Author | : Dana Prescott Howell |
Publisher | : Routledge |
Total Pages | : 406 |
Release | : 2015-02-11 |
Genre | : Social Science |
ISBN | : 1317551818 |
Crucial to the world history of folkloristics is this key study, first published in 1992, of the development of folklore study in the Soviet Union. Nowhere else has political ideology been so heavily involved with folklore scholarship. Professor Howell has examined in depth the institutional development of folkloristics in the Soviet Union in the first half of the twentieth century, concentrating especially upon the transition from pre-revolutionary Russian to Soviet Marxist folkloristics. The study of folklore moved from narrator studies to the description of the relationship of lore to larger contexts of social groups and social classes. Showing an exceptional knowledge of Russian, political theory and folkloristics, Dana Howell provides a valuable window into the rise of folkloristics in a country undergoing almost unprecedented changes in social and political conditions.

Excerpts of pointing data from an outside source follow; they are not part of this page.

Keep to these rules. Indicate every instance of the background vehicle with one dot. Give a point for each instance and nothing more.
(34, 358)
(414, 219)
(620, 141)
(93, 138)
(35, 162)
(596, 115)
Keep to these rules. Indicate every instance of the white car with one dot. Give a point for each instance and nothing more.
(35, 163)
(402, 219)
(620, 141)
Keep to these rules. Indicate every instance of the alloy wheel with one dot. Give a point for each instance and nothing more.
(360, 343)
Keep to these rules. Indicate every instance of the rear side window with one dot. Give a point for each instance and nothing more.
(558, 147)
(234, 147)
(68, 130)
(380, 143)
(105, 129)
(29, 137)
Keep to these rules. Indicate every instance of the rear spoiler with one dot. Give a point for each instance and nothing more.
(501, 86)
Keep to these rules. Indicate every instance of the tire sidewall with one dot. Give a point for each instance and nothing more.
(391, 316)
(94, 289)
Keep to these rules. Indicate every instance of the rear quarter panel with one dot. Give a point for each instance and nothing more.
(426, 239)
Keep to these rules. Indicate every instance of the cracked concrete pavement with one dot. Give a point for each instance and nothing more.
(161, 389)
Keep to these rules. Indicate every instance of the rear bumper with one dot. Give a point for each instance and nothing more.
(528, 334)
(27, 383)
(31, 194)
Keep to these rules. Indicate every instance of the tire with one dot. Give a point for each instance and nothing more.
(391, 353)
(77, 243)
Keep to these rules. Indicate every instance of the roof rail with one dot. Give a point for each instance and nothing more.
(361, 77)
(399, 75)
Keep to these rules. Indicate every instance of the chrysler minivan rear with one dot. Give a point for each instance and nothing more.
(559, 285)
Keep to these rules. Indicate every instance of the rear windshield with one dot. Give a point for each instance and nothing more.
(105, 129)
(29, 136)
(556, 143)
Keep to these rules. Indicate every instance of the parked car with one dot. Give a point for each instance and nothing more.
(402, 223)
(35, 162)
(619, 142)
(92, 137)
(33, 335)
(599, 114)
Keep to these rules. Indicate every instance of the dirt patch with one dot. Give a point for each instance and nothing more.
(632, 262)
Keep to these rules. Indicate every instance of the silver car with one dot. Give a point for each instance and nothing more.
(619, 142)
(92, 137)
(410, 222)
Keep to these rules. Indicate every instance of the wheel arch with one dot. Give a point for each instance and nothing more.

Author | : Patricia G. Kirkpatrick |
Publisher | : A&C Black |
Total Pages | : 157 |
Release | : 1988-03-01 |
Genre | : Religion |
ISBN | : 0567606902 |
Since Gunkel, folklore studies have exercised a great influence upon theories of oral composition and transmission of the patriarchal narratives. Dr Kirkpatrick subjects the underlying premises supporting many of these theories to a careful examination in the light of the most recent folklore research.
Author | : Roland A. Champagne |
Publisher | : Routledge |
Total Pages | : 168 |
Release | : 2015-03-05 |
Genre | : Literary Criticism |
ISBN | : 1317555929 |
The Gernet Centre was founded as a place where the structural method could be applied to the classics. ‘Structuralists’ attribute the survival, origin and function of myths to common crosscultural factors they identify as ‘structures’. As this book, first published as The Structuralists on Myth in 1992 explains, these structures are bundles of information not obvious either to the narrator or to the listener. The bundles are collected features that reveal either the reasons for the survival of myths, or their origins, or their functions within their contexts. The structuralists consider themselves to have talents as the collectors from myths of these bundles of information.